Penance. This word, too often, makes us shudder. If we find it normal to hear it at the time of Lent, it generally disturbs us the rest of the year. However penance opens the way to our salvation. No one reaches Heaven without having atoned for their sins. If we are reluctant to do penance, it is probably because we think that it is addressed to elite souls who, enjoying exceptional graces, have endured many sacrifices and torments.

However, penance is within the reach of everyone without exception. Depriving ourselves of the excess of food in a meal, mortifying our curiosity, our senses, especially the tongue, do not kill the body but discipline it. We can also give up some superficial items or objects that, in the end, clutter us up and that would be much more useful to others who cannot acquire them. These small practices repeated regularly, when they are carried out in a true spirit of penance, bear many fruits.

If we get into the habit, when the cross comes into our life (whether we want it or not, it always happens) we will be able to bear it in a Christian way. Without this, we will not be able to do it and we will rebel against it. But the cross can either save us or lose us. Like the thieves surrounding Jesus on Calvary, one is saved by accepting his torture, the other is lost by rejecting it.

Doing penance is justice because we are all sinners, all guilty of iniquities before God.
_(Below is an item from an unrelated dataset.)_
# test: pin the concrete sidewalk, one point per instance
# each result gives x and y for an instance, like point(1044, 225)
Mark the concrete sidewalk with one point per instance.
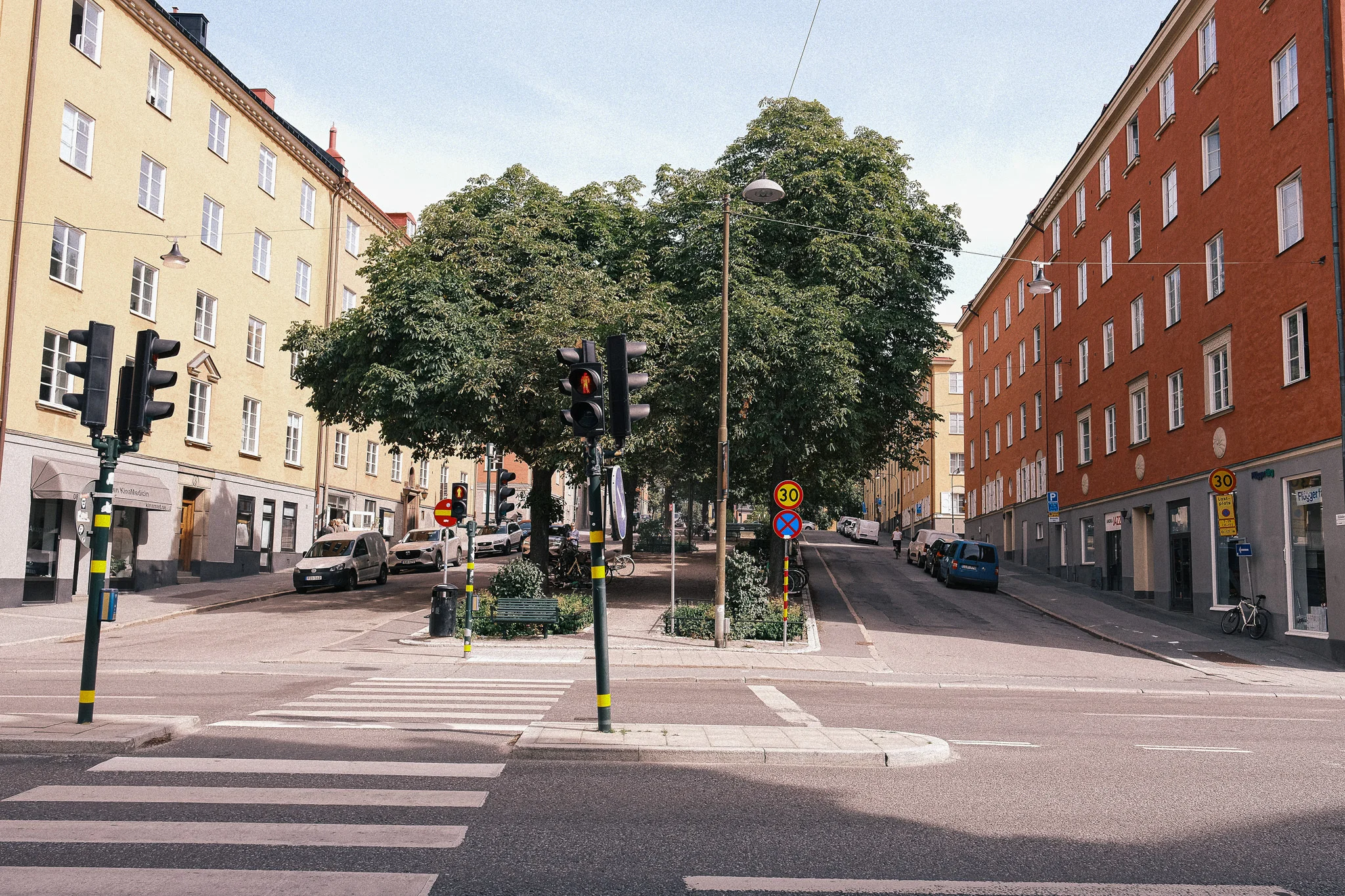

It is therefore normal to offer some sacrifices for our salvation. “Let he who is without sin cast the first stone at this woman,” our Lord once said. Conversely, could we not say: “Let he who is without sin dispense with doing penance?” This is well worth our reflection and examination of conscience!

(Extracts from the advice of Sr. Marie du Sacré Cœur Bernaud in the book “Month of the Sacred Heart of 1891” published by the Visitation of Bourg en Bresse.)